Re: WHO: Give at-risk groups anti-flu drugs early Originally Posted by Elvish
Around here they are only giving Tamiflu if someone is ill enough to be admitted to the hospital.
I will say that in the case of pregnant women, they should
always be given Tamiflu even if they don't appear very sick because H1N1 infection is so riskly for them, and many of the dead weren't presenting with terrible s/s initially. If a pregnant woman can tolerate the drug, it is better to give it. (Some can't because of n/v, and in that case they should give Relenza.)
A doctor who spoke at the recent CIDRAP conference in Minneapolis, said that Brazilians were losing many pregnant women to this virus until they decided to give every pregnant woman a script for the drug (even before they were infected) with instructions to take it if they became ill. The death rate promptly dropped. Another mitigation strategy that worked in lowering the death rates of pregnant women was used in Argentina. They simply told pregnant women not to work and paid them to stay home, but we aren't doing this here. At least there is more awareness of the impending threat to the health of these women by ER and OB docs, and we hope that they will promptly prescribe Tamiflu if the patient presents in the ER although it is likely that an OB consult will result first. And now there is a vaccine...

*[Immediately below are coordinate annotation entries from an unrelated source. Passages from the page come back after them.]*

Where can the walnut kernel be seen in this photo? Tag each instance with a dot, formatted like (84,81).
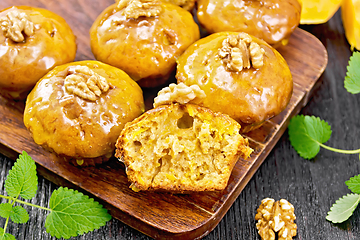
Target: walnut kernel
(179,93)
(85,83)
(138,8)
(239,52)
(275,217)
(15,23)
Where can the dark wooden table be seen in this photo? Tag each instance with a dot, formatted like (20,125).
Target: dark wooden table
(311,186)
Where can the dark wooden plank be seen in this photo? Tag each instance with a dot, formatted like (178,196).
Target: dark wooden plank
(157,214)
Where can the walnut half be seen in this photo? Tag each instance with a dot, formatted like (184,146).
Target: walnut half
(179,93)
(15,23)
(85,83)
(239,52)
(137,8)
(275,217)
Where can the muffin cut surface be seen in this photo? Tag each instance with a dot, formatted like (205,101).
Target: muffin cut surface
(181,148)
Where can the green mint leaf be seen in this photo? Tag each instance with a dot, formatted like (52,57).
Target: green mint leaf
(352,78)
(19,215)
(22,178)
(306,132)
(354,184)
(343,208)
(5,210)
(6,236)
(73,214)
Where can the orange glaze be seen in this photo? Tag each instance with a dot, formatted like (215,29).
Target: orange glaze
(23,64)
(250,96)
(146,48)
(71,126)
(270,20)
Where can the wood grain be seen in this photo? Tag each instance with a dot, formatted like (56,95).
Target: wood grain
(159,215)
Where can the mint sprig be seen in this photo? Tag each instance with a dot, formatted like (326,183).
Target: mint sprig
(308,133)
(82,214)
(352,78)
(71,212)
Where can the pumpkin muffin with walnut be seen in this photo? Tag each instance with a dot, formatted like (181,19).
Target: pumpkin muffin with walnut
(77,110)
(270,20)
(144,38)
(32,42)
(241,76)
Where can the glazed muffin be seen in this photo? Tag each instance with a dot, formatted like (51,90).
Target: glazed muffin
(144,38)
(270,20)
(78,110)
(241,76)
(186,4)
(181,148)
(32,42)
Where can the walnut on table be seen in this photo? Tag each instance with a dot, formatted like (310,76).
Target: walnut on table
(140,8)
(275,217)
(15,24)
(85,83)
(239,52)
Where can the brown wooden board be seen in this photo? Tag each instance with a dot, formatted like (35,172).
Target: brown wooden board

For the nonpregnant cases in my area that I know of, some were given Tamiflu right away even without testing. There seems to be no strict protocol. It is a difficult problem. That Tamiflu resistance is likely to occur seems inevitable. Resistance is
not simply tied to giving out the drug too often with infected swine flu patients, however. Tamiflu resistant swine flu was found very early in this pandemic even without the patient getting any Tamiflu probably because resistant strains of the virus already exist. The question is, how did that happen?

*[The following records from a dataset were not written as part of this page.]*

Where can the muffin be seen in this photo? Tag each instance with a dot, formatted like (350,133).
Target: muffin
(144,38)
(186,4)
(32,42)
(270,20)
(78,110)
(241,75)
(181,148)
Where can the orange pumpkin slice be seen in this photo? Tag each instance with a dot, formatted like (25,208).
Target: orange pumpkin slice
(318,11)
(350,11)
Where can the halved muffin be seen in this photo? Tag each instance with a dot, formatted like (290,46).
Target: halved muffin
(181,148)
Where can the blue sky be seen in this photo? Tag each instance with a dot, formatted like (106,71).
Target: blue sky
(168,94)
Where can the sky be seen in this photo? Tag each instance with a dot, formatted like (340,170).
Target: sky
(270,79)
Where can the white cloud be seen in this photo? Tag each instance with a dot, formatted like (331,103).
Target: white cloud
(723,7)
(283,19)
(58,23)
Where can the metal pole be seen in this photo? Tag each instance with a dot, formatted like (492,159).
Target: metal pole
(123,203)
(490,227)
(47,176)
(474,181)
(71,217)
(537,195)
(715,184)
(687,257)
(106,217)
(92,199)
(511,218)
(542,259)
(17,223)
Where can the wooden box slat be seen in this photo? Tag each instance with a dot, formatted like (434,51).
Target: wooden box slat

We have the precedent of what has already happened with seasonal H1N1Tamiflu resistance occurring in countries where Tamiflu was not routinely prescribed such as in Norway. Within a year of those cases, virtually all seasonal H1N1 became resistant. Many scientists seemed surprised. It remains a puzzle. You would have expected this to happen first in Japan, a country where Tamiflu has been used all along rather than the northern European countries.
Co-infection by a human host of more than one type of influenza is the likely
culprit. This can occur anywhere in the world where Tamiflu is in use, and quickly
appear in countries continents away. This is different from giving a prophylactic
dose to someone in a family at risk from an infected family member, and then
having them develop a resistant case of flu. Prophylactic Tamiflu is not a good
idea as in that nursing home mentioned in earlier in this thread. Elderly patients
are not as much as risk as the far younger staff are, and staff vaccination is what
should be happening there though it will take time for antibodies to develop.

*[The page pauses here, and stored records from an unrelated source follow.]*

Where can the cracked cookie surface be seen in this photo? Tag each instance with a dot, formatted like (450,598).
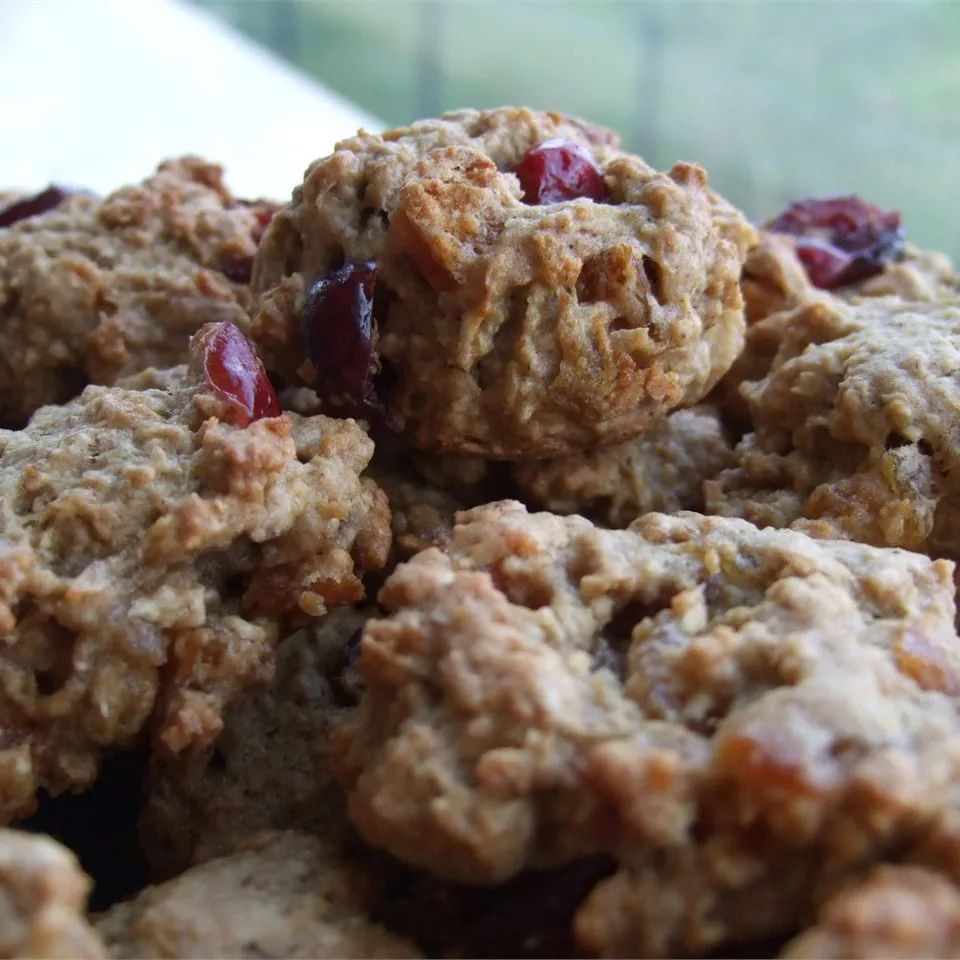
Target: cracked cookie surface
(95,290)
(661,471)
(855,427)
(740,717)
(509,329)
(149,549)
(269,767)
(282,895)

Dr. Niman of Recominomics speculates that with the continuous wide spread use of massive amounts of Tamiflu in the countries where H5N1, bird flu is still being fought, this may have contributed to the seasonal H1N1 becoming resistant. If someone in a village in Indonesia becomes infected, and the poultry is sickened, the whole village is treated with Tamiflu, the so called "Tamiflu Blanket" being applied. This practice of course, may also contribute to the problem of Tamiflu resistance in bird flu as well, and it has happened on occasion in Egypt and other places.
This remains only a theory of the way of how seasonal H1N1 strains quickly developed the antiviral resistance, but very possibly valid, imo. Co-infection with seasonal H1N1 and novel H1N1, may lead to Tamiflu resistance as well. Apparently there are many routes to this looming problem.